私は元々、何か話さなくては、とか考えない性格だし、エリックもまたそうだった。
少し経って、私は言う。
「ここでの生活はとても穏やか。
ルーズベルト様も、この屋敷の者たちも良い人で、たくさん本が読めるし。
本当に…………」
今更になって、なんだか急に実感した。
本当に、今更になって…………。
これほどまでの穏やかさを……。
きっと、平民として暮らしていた時の友人であるエリックと話しているからだろう。
「――――安心した」
エリックの漏れ出たような声に、私は言う。
「心配掛けたわね? ごめんなさい」
「いや、いいさ。ずっと気にしていたが、今リリアナがこうして穏やかなに過ごしていると分かっただけで、全ての心配がなくなったようだ」
その後少し世間話をすると、ふと、ルーズベルト様がこちらにやって来るのが見えた。
ルーズベルト様は見つかってしまったというように、どこかばつが悪そうに近づいて来ると、エリックは言う。
「お邪魔しております」
ルーズベルト様はいつもの仏頂面で返す。
「ああ、ゆっくりしていってくれ」
「ありがとうございます」
ルーズベルト様は確かにいつもの仏頂面であるが、いつもよりも苦い顔をしているように見える。

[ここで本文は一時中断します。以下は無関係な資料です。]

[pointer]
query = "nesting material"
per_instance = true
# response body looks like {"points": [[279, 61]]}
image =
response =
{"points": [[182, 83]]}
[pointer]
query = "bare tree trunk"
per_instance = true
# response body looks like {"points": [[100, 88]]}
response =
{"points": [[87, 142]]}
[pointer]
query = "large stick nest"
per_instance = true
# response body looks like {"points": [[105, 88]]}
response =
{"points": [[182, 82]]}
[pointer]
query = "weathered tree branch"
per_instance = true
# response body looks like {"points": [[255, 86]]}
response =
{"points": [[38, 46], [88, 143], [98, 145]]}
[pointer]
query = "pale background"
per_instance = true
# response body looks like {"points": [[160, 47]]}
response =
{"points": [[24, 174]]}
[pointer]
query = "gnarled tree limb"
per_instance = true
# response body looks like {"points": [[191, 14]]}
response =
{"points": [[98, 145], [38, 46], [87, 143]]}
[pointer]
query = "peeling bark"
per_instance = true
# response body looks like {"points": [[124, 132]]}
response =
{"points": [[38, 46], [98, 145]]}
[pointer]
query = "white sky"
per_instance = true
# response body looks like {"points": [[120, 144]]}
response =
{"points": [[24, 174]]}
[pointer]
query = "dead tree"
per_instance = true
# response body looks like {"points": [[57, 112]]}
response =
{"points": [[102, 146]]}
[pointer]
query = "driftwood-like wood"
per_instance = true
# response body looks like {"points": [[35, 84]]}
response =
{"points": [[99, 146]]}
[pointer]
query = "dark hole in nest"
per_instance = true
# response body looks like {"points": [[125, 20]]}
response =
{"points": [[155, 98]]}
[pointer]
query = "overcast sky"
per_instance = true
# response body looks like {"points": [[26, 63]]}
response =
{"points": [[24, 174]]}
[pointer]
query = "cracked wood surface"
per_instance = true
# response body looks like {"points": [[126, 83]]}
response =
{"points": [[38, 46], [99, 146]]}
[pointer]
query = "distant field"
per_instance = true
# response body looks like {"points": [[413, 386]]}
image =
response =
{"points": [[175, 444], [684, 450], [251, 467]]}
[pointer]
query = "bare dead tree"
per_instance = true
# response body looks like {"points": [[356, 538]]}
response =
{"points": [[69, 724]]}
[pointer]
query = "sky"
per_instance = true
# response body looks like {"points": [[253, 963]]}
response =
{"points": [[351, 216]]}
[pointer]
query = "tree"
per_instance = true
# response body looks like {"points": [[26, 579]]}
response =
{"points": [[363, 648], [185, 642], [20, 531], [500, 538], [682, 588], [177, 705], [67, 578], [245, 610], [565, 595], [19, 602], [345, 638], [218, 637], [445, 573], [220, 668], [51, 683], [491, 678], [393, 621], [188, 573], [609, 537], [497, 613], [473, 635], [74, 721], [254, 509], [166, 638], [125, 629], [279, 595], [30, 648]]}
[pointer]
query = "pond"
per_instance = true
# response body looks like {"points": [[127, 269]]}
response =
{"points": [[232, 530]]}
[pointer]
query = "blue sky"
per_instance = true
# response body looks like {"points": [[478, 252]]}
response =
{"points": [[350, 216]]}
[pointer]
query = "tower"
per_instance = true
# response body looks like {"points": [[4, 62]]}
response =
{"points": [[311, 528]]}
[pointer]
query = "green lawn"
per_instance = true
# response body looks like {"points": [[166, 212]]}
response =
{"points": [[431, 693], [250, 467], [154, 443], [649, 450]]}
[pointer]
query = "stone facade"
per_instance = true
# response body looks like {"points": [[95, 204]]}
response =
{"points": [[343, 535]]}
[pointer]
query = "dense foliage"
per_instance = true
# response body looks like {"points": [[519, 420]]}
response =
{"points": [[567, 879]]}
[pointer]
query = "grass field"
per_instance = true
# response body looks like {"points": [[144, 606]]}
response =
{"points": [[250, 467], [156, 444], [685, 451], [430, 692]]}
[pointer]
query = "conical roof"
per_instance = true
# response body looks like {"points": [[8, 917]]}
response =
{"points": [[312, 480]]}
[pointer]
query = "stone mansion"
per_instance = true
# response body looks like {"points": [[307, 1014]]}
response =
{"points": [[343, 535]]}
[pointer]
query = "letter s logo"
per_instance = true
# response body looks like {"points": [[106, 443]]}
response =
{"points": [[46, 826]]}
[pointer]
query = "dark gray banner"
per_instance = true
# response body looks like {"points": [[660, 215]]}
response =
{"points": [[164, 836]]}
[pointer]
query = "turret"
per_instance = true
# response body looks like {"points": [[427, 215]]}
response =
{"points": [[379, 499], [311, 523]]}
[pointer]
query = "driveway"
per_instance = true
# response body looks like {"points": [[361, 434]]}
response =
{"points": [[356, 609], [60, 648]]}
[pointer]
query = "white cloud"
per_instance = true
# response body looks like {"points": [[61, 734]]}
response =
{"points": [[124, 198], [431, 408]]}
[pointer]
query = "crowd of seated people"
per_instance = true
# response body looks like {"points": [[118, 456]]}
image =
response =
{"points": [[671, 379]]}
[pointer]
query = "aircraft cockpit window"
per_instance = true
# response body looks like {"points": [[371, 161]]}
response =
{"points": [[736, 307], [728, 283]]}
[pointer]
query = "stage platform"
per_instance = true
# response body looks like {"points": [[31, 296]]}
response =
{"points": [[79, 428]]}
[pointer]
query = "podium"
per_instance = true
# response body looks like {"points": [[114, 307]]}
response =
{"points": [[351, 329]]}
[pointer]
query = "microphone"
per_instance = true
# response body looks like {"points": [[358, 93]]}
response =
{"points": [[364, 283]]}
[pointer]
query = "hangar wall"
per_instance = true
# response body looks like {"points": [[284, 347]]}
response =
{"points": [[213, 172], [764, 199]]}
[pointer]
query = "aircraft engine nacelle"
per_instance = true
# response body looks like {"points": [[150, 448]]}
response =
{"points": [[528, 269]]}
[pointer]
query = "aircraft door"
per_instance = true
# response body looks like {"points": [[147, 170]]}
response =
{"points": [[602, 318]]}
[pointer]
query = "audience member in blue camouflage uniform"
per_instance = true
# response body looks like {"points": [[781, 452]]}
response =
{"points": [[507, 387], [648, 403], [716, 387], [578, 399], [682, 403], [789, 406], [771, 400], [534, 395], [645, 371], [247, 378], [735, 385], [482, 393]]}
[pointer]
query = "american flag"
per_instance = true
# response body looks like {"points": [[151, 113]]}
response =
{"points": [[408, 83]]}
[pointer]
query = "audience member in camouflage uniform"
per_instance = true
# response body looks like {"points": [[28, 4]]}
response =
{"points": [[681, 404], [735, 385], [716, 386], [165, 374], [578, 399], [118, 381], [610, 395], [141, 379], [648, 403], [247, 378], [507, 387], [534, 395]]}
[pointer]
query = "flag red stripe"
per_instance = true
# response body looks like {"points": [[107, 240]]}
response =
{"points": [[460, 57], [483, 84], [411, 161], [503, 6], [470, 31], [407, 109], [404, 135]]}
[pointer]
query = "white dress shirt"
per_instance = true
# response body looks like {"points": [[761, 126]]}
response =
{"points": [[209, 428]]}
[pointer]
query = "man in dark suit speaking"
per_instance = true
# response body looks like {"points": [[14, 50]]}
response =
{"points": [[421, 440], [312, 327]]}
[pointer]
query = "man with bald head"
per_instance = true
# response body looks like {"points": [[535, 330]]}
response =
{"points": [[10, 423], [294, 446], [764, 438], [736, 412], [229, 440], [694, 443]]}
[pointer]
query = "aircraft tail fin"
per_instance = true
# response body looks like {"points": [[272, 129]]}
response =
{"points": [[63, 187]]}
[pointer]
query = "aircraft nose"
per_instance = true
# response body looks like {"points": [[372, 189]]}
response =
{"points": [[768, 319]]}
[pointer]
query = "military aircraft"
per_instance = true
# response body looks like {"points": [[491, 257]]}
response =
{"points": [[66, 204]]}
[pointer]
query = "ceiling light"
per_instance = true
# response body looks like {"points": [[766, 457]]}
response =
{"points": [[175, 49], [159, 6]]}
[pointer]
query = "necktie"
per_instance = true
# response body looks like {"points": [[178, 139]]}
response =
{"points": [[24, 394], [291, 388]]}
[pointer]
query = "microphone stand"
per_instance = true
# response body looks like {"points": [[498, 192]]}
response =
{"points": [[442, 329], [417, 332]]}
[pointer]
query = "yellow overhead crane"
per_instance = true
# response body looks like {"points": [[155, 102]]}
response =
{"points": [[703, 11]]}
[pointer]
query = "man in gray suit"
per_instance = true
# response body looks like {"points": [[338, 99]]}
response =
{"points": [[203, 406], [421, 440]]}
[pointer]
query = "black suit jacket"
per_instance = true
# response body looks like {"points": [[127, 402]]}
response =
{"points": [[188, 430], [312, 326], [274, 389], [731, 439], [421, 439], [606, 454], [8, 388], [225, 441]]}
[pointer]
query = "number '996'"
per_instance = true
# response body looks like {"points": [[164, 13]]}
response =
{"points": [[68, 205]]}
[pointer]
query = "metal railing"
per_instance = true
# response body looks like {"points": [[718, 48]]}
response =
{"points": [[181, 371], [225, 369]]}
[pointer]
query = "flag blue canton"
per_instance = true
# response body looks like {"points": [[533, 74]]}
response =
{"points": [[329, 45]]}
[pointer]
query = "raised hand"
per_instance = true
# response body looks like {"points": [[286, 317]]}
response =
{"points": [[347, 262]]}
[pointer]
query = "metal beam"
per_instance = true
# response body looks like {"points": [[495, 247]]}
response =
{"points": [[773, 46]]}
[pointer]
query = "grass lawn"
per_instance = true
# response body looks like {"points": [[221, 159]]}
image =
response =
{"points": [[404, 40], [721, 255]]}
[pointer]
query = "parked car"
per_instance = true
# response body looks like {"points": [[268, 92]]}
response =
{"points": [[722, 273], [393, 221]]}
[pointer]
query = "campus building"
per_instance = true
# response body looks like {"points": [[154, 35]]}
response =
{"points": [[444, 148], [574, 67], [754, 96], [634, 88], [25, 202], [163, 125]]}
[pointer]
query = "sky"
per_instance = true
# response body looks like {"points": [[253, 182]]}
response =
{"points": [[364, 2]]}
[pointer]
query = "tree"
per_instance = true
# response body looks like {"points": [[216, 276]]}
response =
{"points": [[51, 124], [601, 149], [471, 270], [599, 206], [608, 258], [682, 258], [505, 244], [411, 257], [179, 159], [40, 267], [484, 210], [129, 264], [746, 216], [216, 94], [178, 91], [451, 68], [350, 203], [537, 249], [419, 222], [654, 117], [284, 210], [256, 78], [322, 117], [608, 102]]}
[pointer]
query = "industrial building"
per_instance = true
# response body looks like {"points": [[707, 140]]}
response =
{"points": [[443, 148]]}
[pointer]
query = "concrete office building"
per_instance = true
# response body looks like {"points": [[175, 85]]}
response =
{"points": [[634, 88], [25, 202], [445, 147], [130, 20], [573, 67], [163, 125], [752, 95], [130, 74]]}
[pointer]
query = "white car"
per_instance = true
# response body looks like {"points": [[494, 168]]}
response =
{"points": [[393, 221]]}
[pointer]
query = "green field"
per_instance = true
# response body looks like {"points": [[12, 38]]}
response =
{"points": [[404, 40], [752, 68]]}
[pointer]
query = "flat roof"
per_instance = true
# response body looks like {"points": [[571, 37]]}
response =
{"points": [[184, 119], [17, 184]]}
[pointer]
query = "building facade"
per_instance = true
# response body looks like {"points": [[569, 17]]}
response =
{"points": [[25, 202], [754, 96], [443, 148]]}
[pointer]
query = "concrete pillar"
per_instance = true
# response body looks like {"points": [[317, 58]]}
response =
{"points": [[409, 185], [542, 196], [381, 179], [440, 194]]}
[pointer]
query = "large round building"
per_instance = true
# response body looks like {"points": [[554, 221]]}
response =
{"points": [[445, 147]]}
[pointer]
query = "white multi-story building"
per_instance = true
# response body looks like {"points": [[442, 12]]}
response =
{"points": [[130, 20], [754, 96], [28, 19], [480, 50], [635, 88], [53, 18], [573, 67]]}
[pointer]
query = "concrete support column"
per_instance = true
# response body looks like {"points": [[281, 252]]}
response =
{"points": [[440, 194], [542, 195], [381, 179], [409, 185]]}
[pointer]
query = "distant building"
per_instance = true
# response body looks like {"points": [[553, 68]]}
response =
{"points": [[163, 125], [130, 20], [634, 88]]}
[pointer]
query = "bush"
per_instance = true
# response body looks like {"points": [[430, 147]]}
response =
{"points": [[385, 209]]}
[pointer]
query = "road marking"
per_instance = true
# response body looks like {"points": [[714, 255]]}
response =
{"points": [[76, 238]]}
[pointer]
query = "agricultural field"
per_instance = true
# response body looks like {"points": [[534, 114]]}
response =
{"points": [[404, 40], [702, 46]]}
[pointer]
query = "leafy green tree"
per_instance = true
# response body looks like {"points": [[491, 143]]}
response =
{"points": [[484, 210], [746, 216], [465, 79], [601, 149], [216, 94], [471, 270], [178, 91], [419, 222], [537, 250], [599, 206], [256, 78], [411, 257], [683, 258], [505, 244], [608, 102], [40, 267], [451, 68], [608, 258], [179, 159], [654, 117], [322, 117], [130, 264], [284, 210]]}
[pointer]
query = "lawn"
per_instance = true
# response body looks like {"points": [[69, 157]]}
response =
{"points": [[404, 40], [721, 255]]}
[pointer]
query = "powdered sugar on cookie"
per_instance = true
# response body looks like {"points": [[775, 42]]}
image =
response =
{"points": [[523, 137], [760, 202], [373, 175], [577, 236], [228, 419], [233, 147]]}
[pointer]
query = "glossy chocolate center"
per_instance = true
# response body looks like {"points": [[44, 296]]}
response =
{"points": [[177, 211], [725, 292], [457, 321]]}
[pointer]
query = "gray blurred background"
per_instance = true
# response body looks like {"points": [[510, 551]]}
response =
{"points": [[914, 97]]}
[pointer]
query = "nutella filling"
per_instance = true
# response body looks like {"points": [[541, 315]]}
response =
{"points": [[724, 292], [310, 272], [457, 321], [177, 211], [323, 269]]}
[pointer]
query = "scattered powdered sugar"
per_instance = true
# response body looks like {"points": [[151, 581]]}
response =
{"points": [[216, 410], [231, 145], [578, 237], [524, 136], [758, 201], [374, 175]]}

エリックの方がよっぽど私と見合っている、とか余計なことを考えていそうだわ。
後でフォロワー入れておかないと。ナイーブな御仁ですから。
◇◇◇
日が暮れる前には皆帰った。
夕食後、エミリア様が部屋に戻ってから、ルーズベルト様と紅茶を飲んでいた。
なんとなく、ふてくされているような感じである。
「ルーズベルト様? なんだかご機嫌が斜めのようですね?」
「そ、そんなことはない」
私は言う。
「エリックと話をすることができて良かったです。
彼にはこちらに嫁ぐことは話さず、ただ事情があるとだけ言って別れたので、別れ方はモヤモヤしたものでした。
そして久々に会った時、彼からすると、平民だったはずの女が公爵夫人になっていたのですから驚きますよね。いつか事情を説明したかったのです」
「そうか……」
ルーズベルト様は嫌そうであるが、渋々納得したように頷いた。
「けれど申し訳ありません」
「?」
「嫌な気持ちにさせてしまって」
ふと、私であったら、と考えてみる。
ルーズベルト様が他の女性と親しげにしていたら、とても嫌な気持ちになる。
私は無意識にぐッと手を握りしめた。
確かに、これは腹立たしい。
「ルーズベルト様、私は本当にエリックのことを友人以外の何者とも思っていないのですからね? 今まで好きなどと思ったことはないし、一度もドキドキなどしたこともないし!」
「あ、ああ、そうか……?」
私がまくし立てるように言うと、ルーズベルト様は目を丸くして驚いていたが、徐々に安心したような、嬉しそうな顔になる。
「うむ、分かった」
ルーズベルト様は満足そうにそう言う。
そんなルーズベルト様に私はなんだかとてもホッとして、思わず微笑んだ。
ルーズベルト様も微笑みを返してくれると、温かい何かが胸のあたりに広がったのだった。